Authority: Mike Fleisher, Treasurer

========================================================================
MDRKBA (MD Right to Keep and Bear Arms) newsletter is an opt-in internet
service of Tripwire newsletter. As always, please email your request for
subscriptions, unsubscriptions, change address or other directly to
mdrkba @ myguns.net
Stay up to the minute by following on the web at http://www.myguns.net

baz
February 4, 2008, 12:56 PM
Somebody needs to go to those hearings and raise the "takings" issue. If this one is like the others I've seen, they require you to dispose of uncoded ammo after a certain date. Since ammo is costly, and represents an investment on the part of shooters, the government is obligated under the 5th Amendment (applicable to the states) to render "just compensation." Has the MD legislature calculated what it is going to cost them to reimburse (compensate) shooters for the ammo they have to destroy? I don't think so.

Norton
February 4, 2008, 01:22 PM
Somebody needs to go to those hearings and raise the "takings" issue. If this one is like the others I've seen, they require you to dispose of uncoded ammo after a certain date. Since ammo is costly, and represents an investment on the part of shooters, the government is obligated under the 5th Amendment (applicable to the states) to render "just compensation." Has the MD legislature calculated what it is going to cost them to reimburse (compensate) shooters for the ammo they have to destroy? I don't think so.
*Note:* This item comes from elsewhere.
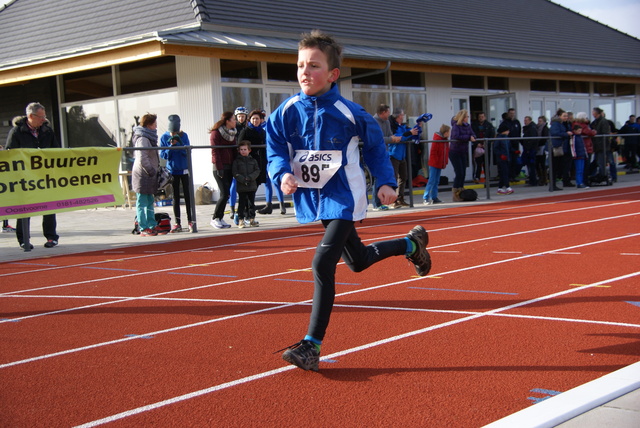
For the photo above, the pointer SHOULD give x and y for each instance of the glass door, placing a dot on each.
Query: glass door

Is this really applicable? The 5th amendment and the takings issue deals with the principle of eminent domain.

What they would use to defend this is that they are going to give us a year to shoot out non-compliant ammo and thus, if we don't do that we would have to surrender it after the initiation date.

baz
February 4, 2008, 06:18 PM
Is this really applicable? The 5th amendment and the takings issue deals with the principle of eminent domain.There's a lot more to the notion of "takings" than the classic case of eminent domain. There is a whole body of case law dealing with "regulatory takings" where the value of something is reduced by federal regulation. This would be comparable.

Norton
February 4, 2008, 06:37 PM
baz,

Can you point me in the right direction? I'd love to do some more reading on this.

baz
February 4, 2008, 08:55 PM
This (http://www.cbo.gov/ftpdocs/10xx/doc1051/takings.pdf) analysis by the CBO is pretty good. Take a look at "Box 2" on Page 11.

A much more abbreviated intro can be found on Wikipedia (http://en.wikipedia.org/wiki/Regulatory_taking).

IANAL. I am, however, a regulatory economist, with training in environmental economics, where the concept of a regulatory taking is more common.

Googling "regulatory takings" will turn up a plethora of hits.

This would be a new application of the concept, but it still seems applicable to me: the government is passing a law that diminishes or destroys the value of private property. That is the essence of a "taking" that requires "just compensation" whether eminent domain is invoked or not.